The amount of user clicks is related to the exposure of the posts and the interesting degree of the posted materials. The amount of push exposure is related to the amount of push arrival and the timing of push arrival.

The specific optimization methods are:

1) On the push content: what we need to optimize is the timing of the push and the corresponding material;
2) On the timing of the push: the algorithm will calculate the personalized push time of each user according to the user's preferences and personalized behavior data, and push it in the user's free time (to avoid disturbing the user at an inappropriate time, but also to improve the user See the possibility of push).
3) On pushing the material: the algorithm will do real-time horse racing on the material according to the real-time click feedback of the material. Only post materials that users are interested in to increase users' willingness to click.

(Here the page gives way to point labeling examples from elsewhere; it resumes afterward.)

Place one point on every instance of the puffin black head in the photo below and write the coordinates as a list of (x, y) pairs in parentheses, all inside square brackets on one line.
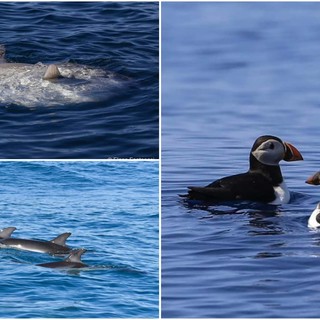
[(270, 150)]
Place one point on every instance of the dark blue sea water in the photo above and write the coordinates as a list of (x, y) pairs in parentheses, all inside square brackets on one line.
[(230, 73), (111, 209), (96, 117)]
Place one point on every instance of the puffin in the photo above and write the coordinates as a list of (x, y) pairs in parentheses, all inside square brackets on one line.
[(314, 219), (263, 182)]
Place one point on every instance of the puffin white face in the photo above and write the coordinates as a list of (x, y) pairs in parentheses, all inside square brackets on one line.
[(314, 220), (270, 152)]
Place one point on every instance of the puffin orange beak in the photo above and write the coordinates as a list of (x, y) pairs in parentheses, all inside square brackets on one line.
[(291, 153), (315, 179)]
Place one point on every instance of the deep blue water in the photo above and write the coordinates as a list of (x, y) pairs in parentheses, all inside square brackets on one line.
[(111, 209), (46, 121), (230, 73)]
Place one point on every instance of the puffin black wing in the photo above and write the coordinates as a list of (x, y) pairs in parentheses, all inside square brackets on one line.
[(246, 186)]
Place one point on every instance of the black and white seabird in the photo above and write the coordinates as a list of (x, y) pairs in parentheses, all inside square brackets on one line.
[(314, 219), (263, 182)]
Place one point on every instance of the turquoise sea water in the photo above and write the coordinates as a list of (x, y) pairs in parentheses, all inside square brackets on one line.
[(111, 209), (230, 73)]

9. Actual optimization effect

Through the above analysis and technical optimization methods, the overall weak push link link has been improved, and the arrival rate of offline messages has increased by double digits.

10. Write at the end

This article mainly talks to you about only one link in the IM messaging system link-the optimization of the weakly aware link, and the specific business is the problem of the delivery rate of offline messages.

The overall IM messaging system is still a relatively complex area.

In the development process of the message system, we are faced with the following problems:

1) How to track the link of the message;
2) How to ensure the rapid arrival of IM messages (see "Timeliness Optimization Practice of Xianyu Billion-level IM Message System");
3) How to separate the gameplay of messages from the underlying capabilities;
4) How to find the corresponding device through the user in offline push.

We have shared these issues in previous articles, and will continue to share more in the future, so stay tuned.

Appendix: Related Information

[1] The official version of Android P is coming: the real nightmare of background application keep alive and message push
[2] A set of high-availability, easy-scalable, high-concurrency IM group chat and single chat architecture design practices
[3] A set of IM architecture technical dry goods for hundreds of millions of users (Part 1): overall architecture, service split, etc.
[4] A set of IM architecture technical dry goods for hundreds of millions of users (Part 2): reliability, orderliness, weak network optimization, etc.
[5] From novice to expert: how to design a distributed IM system with billions of messages
[6] Secrets of the IM architecture design of enterprise WeChat: message model, tens of thousands of people, read receipts, message withdrawal, etc.
[7] Rongyun technology sharing: fully reveal the reliable delivery mechanism of 100 million-level IM messages
[8] How to ensure the efficiency and real-time performance of large-scale group message push in the mobile terminal IM?
[9] Discussion on the synchronization and storage of chat messages in modern IM systems
[10] One entry is enough for novices: develop mobile IM from scratch
[11] Must-read for mobile IM developers (1): easy to understand, understand the "weak" and "slow" of mobile networks
[12] A must-read for mobile IM developers (2): Summary of the most comprehensive mobile weak network optimization method in history
[13] Implementation of IM message delivery guarantee mechanism (1): Guarantee reliable delivery of online real-time messages
[14] Implementation of IM message delivery guarantee mechanism (2): Guarantee reliable delivery of offline messages
[15] Introduction to zero-based IM development (1): What is an IM system?
[16] Introduction to zero-based IM development (2): What is the real-time nature of the IM system?
[17] Introduction to zero-based IM development (3): What is the reliability of the IM system?
[18] Introduction to zero-based IM development (4): What is the message timing consistency of the IM system?

This article has been simultaneously published on the official account of "Instant Messaging Technology Circle".
The synchronous publishing link is: http://www.52im.net/thread-3748-1-1.html

JackJiang
1.6k 声望808 粉丝

专注即时通讯(IM/推送)技术学习和研究。